Helmed by American-educated and Vietnamese-born director Le Van Kiet, Furie marks the latest Vietnamese film to hit American shores. Veronica Ngo Thanh Van, who previously had roles in Crouching Tiger, Hidden Dragon: Sword of Destiny and Star Wars: The Last Jedi, plays Hai Phuong—a former city gang leader who moved to a country village in order to raise her daughter Mai in relative peace.
Furie opens with Hai Phuong’s chaotic life as a village debt collector; she gets into fights with local debtors who refuse to pay up. Through a series of flashbacks, we see how Hai Phuong gave up her role as a gang boss in Ho Chi Minh City to give a better life to her daughter.
While village life is by no means idyllic, with angry debtors harassing Hai Phuong and Mai’s classmates bullying her due to Hai Phuong’s reputation, the mother-daughter pair are able to squeeze by.
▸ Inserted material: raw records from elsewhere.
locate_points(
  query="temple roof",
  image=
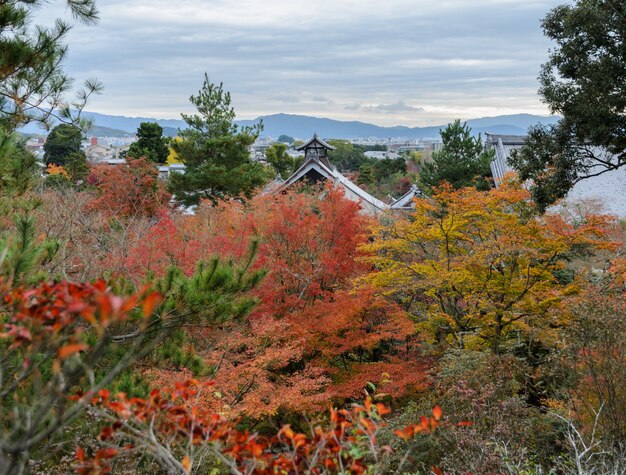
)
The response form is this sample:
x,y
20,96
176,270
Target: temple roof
x,y
313,140
406,200
332,175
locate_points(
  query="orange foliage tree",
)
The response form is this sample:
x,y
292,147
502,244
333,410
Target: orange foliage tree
x,y
131,189
53,337
476,267
170,428
310,339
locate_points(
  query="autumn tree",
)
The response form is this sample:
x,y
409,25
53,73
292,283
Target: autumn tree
x,y
462,161
150,143
583,82
64,342
309,340
129,189
215,151
184,438
476,268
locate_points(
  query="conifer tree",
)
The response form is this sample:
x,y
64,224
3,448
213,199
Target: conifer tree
x,y
461,162
215,151
32,82
150,143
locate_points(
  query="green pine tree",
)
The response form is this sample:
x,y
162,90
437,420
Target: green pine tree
x,y
215,151
462,161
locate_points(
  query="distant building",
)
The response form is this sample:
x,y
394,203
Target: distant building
x,y
406,201
605,192
99,153
381,155
317,168
165,171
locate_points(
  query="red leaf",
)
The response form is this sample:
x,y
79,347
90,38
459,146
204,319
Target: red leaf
x,y
68,350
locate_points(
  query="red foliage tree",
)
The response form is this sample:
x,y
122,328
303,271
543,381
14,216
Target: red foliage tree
x,y
171,428
131,189
309,340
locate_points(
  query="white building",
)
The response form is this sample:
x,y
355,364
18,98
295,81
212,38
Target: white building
x,y
604,193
However, Hai Phuong’s world is turned upside down when Mai is kidnapped by an organ-harvesting gang—and she sets off to rescue her daughter.
The plotline of the film almost resembles Taken—except instead of a male CIA veteran, Furie is about a mother with extraordinary abilities. In fact, Furie flips traditional gender roles on its head—not only is the protagonist a woman, the ringleader of the human trafficking gang and primary antagonist is also a woman. This is perhaps a nod to the communist ideal that “women hold up half the sky” (Vietnam is still run by the Communist Party). It also reflects an economic and social reality in the country: the current Vice President and head of the legislature are both women, and women played an active role during the Vietnam war.
Furie also eschews the gunfights and explosions that are especially prominent in Western filmmaking, in favor of hand-to-hand combat. The primal combat between Hai Phuong and group after group of gangsters intensifies the film—but it also creates a sense of suspense during the fights that likely wouldn’t exist if everyone had access to firearms and grenade launchers.
Between the thrill of Ngo’s intense fight scenes, and the freshness of a female action lead, Furie is a formidable Vietnamese film that can stand up to its Hollywood peers.
Furie is playing in major US theaters starting March 1st, 2019.
Furie—Vietnam. Directed by La Van Kiet. First released July 2018. Running time 1hr 37 mins. Starring Veronica Ngo Thanh Van.